SAS Macros for Merging Sibling Map and Data Files.

A SAS program and macros code printed below may be used to make a wide data file. The program has two sections: a) user input section and b) execution section. The program requires input to three macro variables and the user must provide valid values to these macro variables in the user input section (see SAS program below): Input the value to the right of "=" sign on a macro definition row and leave ";" to mark the end of the definition. Use SAS help on how to create a macro variable.

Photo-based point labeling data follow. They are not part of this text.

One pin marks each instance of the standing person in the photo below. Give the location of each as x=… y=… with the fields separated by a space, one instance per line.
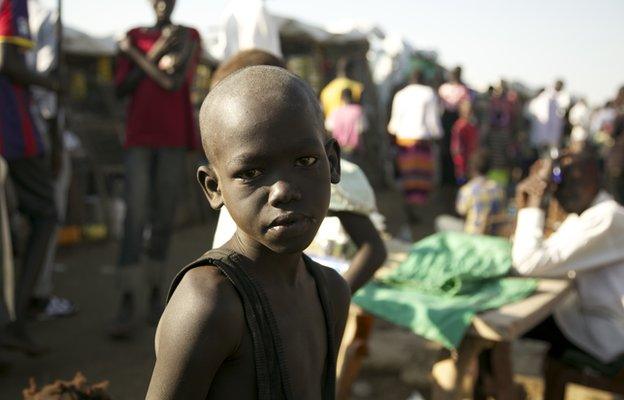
x=45 y=58
x=346 y=124
x=481 y=201
x=547 y=113
x=415 y=123
x=615 y=157
x=500 y=132
x=579 y=119
x=22 y=145
x=464 y=141
x=156 y=69
x=587 y=247
x=256 y=318
x=451 y=93
x=331 y=94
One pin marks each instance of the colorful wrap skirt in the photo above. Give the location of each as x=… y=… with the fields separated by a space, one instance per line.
x=416 y=165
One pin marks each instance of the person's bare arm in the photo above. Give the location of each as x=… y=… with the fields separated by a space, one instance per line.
x=12 y=65
x=371 y=251
x=170 y=78
x=341 y=299
x=201 y=326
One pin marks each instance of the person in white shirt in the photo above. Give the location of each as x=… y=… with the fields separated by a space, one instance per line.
x=588 y=247
x=579 y=119
x=415 y=124
x=547 y=112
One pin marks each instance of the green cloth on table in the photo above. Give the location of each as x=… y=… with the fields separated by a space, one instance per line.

Following macro variables are used in the program:

At the end of the run, users must check SAS log for errors and take appropriate action to fix it.

From this process, two output files --"long" and "wide"-- named as "map filename" + "_long" and "map filename" + "_wide" are copied to the input data files folder.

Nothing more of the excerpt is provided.